Antropoceno y neoliberalismo

David Díaz Arias

De acuerdo con una anécdota, fue el químico neerlandés Paul J. Crutzen quien, durante un congreso internacional en Cuernavaca en 2000, reaccionó a un comentario en el panel y gritó que ya no vivíamos en el Holoceno, sino en el Antropoceno.[1] Eso que ocurrió apenas hace unos cuantos lustros llevó a una discusión que se ha vuelto tremendamente importante en la década de 2020, porque la alerta por el futuro inmediato del planeta se activó y queda muy poco tiempo para evitar que la Tierra colapse y que la humanidad lo haga con ella. Así lo señaló Rajendra Pachauri, en 2014, The Fifth Assessment Report (AR5) of the Intergovernmental Panel on Climate Change (IPCC), cuando indicó: “Si el mundo no hace nada para mitigar las emisiones de gases invernadero y el cambio climático continúa incrementando, no hay duda de que la estabilidad de los sistemas humanos estaría en entredicho”.[2]

Por lo anterior, algunos investigadores han identificado al Antropoceno como “una grieta antropogénica” en la historia de este planeta. Otros no están del todo convencidos con el concepto, pues observan en él un acento en la carga de negatividad que lleva a medidas de autocomplacencia con las que supuestamente se combaten individualmente los efectos del Antropoceno y que dejan de lado la lucha real que involucra enfrentar el modelo de explotación ambiental y humana que ha impuesto el neoliberalismo global.

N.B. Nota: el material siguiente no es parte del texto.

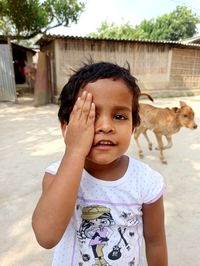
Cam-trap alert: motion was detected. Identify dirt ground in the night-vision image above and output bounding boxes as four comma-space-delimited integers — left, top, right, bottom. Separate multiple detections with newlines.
0, 96, 200, 266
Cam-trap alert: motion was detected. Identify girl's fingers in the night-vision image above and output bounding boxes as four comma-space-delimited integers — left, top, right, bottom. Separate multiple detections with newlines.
71, 91, 92, 121
87, 103, 95, 124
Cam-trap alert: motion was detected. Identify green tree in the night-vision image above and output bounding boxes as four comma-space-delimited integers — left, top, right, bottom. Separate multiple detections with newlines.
89, 6, 200, 41
0, 0, 85, 40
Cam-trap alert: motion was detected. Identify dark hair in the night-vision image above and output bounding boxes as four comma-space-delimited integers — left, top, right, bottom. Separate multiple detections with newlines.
58, 62, 140, 127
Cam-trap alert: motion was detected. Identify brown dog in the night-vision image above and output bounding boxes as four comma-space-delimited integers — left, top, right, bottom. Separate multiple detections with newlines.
134, 101, 197, 164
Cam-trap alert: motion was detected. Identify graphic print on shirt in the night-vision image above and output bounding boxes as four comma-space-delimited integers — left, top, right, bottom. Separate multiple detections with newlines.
77, 205, 138, 266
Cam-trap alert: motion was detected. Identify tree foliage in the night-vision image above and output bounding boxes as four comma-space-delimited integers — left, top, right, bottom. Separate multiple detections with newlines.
89, 6, 200, 41
0, 0, 85, 40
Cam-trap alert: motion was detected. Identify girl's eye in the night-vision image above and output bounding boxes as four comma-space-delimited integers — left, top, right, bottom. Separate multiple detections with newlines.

Esta situación es todavía más inminente en la medida en que el sistema capitalista global pone en duda la consciencia y la racionalidad del ser humano, pero también su honestidad. Cicerón, en su obra De Oficiis, Libro iii, Capítulo xii, cuenta la anécdota de un comerciante de Rodas que llega a Alejandría en medio de una carestía con un barco lleno de trigo; él sabe que, a unos días de él, llegarán otros barcos con más trigo, por lo que entra en duda sobre si informar al respecto o no decir nada y vender su trigo a un precio exorbitante. ¿Qué decisión debería haber tomado ese comerciante? Diógenes y Antípatro se dividieron frente a la respuesta, así como lo hicieron otros filósofos en los siguientes siglos.[3] En la actualidad, sin embargo, no habría duda sobre el accionar de los empresarios y las élites neoliberales, para quienes la ética no es parte del juego que involucra el capitalismo global. Branko Malanovic lo ha dejado claro al argumentar que los miembros de la clase dirigente neoliberal tienen una visión amoral de la vida, por lo que todo lo que permita, en los límites de la ley, mantener y reforzar su poder y sus ventajas les parece deseable.[4] Su ética se define por el sistema legal, y eso incluye usar su dinero para cambiar las leyes.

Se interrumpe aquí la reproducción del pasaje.